The descendants of Sidney and Irene Dearing have now filed a lawsuit in Alameda County seeking damages from the City of Piedmont over an egregious, century-old act of racial injustice.
The story of Sidney and Irene Dearing, who were harassed and intimidated — including by an angry mob led by a Ku Klux Klan-affiliated police chief — after purchasing a house in the all-white town of Piedmont, was brought to greater public attention six years ago. And since then, the City of Piedmont has sought to recognize this dark chapter, funding the design and installation of a small sculpture garden on the property the Dearings were ultimately forced to sell, under duress from the city, in 1924.
That commemorative project was still in the concept phase last June, and the city suggested it would be completed by the middle of this year.
But that gesture doesn't go far enough to repair the wrong that was done, and the generational wealth that was lost because of it, according the Dearings' descendants. As KTVU reports, with the help of the Legal Defense Fund, the nation's first civil rights law firm, they have filed a lawsuit in Alameda County Superior Court.
The suit seeks damages to compensate for the long-term value of the lost property, as well as an official apology from the city, and "other remedies tied to the loss of generational wealth, educational access and other benefits associated with homeownership in Piedmont."
Piedmont has always been an affluent city surrounded on all sides by Oakland, and it was incorporated as a redlined, whites-only city in 1907, with most of its development occurring in the 1920s and 30s.
Sidney Dearing, the owner of a successful Oakland restaurant, the Creole Cafe, decided in 1924 to purchase a new home that sat at 67 Wildwood Avenue in Piedmont.
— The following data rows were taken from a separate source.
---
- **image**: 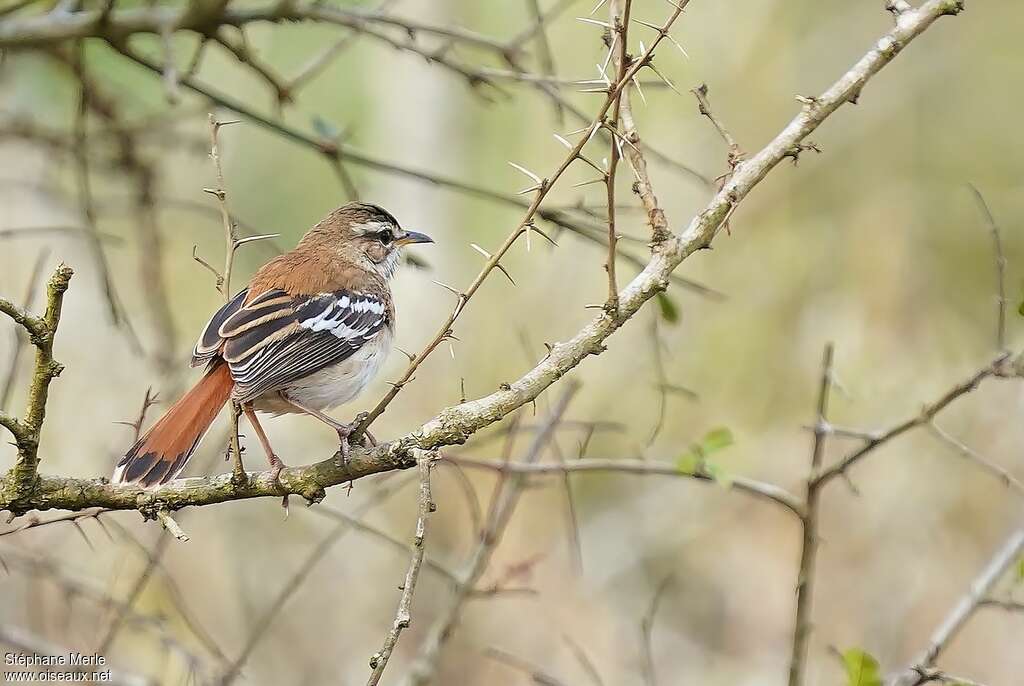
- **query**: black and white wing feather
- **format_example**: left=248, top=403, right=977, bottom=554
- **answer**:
left=193, top=290, right=389, bottom=402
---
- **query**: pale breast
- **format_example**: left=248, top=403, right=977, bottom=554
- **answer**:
left=254, top=327, right=393, bottom=415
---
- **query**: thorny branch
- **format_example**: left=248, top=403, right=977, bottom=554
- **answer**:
left=790, top=343, right=833, bottom=686
left=890, top=528, right=1024, bottom=686
left=367, top=454, right=435, bottom=686
left=0, top=263, right=74, bottom=509
left=0, top=0, right=970, bottom=517
left=403, top=382, right=579, bottom=686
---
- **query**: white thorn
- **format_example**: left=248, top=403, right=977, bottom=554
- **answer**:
left=509, top=162, right=541, bottom=183
left=469, top=243, right=493, bottom=260
left=633, top=74, right=647, bottom=108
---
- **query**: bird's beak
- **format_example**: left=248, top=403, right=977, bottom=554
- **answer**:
left=395, top=231, right=434, bottom=246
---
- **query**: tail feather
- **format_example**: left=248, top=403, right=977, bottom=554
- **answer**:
left=114, top=363, right=233, bottom=487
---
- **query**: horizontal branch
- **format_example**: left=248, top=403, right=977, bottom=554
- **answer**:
left=813, top=352, right=1014, bottom=486
left=0, top=2, right=514, bottom=55
left=444, top=455, right=804, bottom=516
left=0, top=0, right=963, bottom=516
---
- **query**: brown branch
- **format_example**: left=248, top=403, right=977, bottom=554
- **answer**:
left=367, top=454, right=435, bottom=686
left=0, top=248, right=50, bottom=412
left=101, top=44, right=721, bottom=297
left=891, top=528, right=1024, bottom=686
left=443, top=454, right=804, bottom=516
left=814, top=352, right=1011, bottom=484
left=788, top=343, right=833, bottom=686
left=0, top=0, right=958, bottom=516
left=357, top=0, right=683, bottom=431
left=0, top=263, right=73, bottom=509
left=968, top=184, right=1007, bottom=352
left=218, top=473, right=408, bottom=686
left=403, top=383, right=579, bottom=686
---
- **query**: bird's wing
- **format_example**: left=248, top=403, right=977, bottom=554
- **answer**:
left=191, top=288, right=249, bottom=367
left=217, top=290, right=388, bottom=401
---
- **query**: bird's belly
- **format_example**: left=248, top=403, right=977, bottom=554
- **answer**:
left=254, top=330, right=391, bottom=414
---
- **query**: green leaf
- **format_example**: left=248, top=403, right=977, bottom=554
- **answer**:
left=676, top=427, right=733, bottom=488
left=700, top=426, right=734, bottom=456
left=842, top=648, right=882, bottom=686
left=657, top=293, right=679, bottom=324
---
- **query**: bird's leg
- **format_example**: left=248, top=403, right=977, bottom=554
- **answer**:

He would not have been able to execute the transaction himself, as a Black man originally from Texas, descended from Native Seminoles. But he and his mixed-race wife Irene were able to buy the home with the help of Irene's white mother, serving as proxy buyer.
The home was purchased in January 1924 for $10,000. And on May 6, 1924, after catching wind of a Black family moving in, a mob of around 500 Piedmont residents — including open Ku Klux Klan member Burton Becker, Piedmont's police chief at the time — showed up outside the home, demanding the Dearings give up the house and leave.
The city then, allegedly, concocted a workaround to push the Dearings out, telling a court that the land the house sat on was needed to build a new road, and that it had to be taken by eminent domain. In the meantime, the lawsuit says, the family was harassed with cross burnings, threats of lynching, and even attempted bombings.
"The city never intended to build the road," says Leah Aden, senior counsel at the Legal Defense Fund, in a statement to KTVU. "We know based upon the factual record that they put the home up for sale and sold it to a white person a mere few months after the condemnation action was settled, which to us is an indication that they were not intending to build or complete a road, but that the city lied to the Dearings because they did not want a Black family to live in the city of Piedmont."
This historic website, set up by Piedmont native and librarian Meghan Bennett in 2020, documents the significant local news coverage of Dearings' case, and of the incident with the angry mob.
Sidney Dearing tried to get the City of Piedmont to compensate him with $25,000 for the house, but records show they ultimately settled for $10,000, the exact price he had paid. A Chronicle article from the time reported that the city had offered him $8,000, and Dearing had said, "I paid more than that for the house. I wIll sell the place, if they demand it, but they will pay the price that pleases me."
100 years later, Piedmont remains a city that is only 0.8% Black. The city has not yet responded to the lawsuit.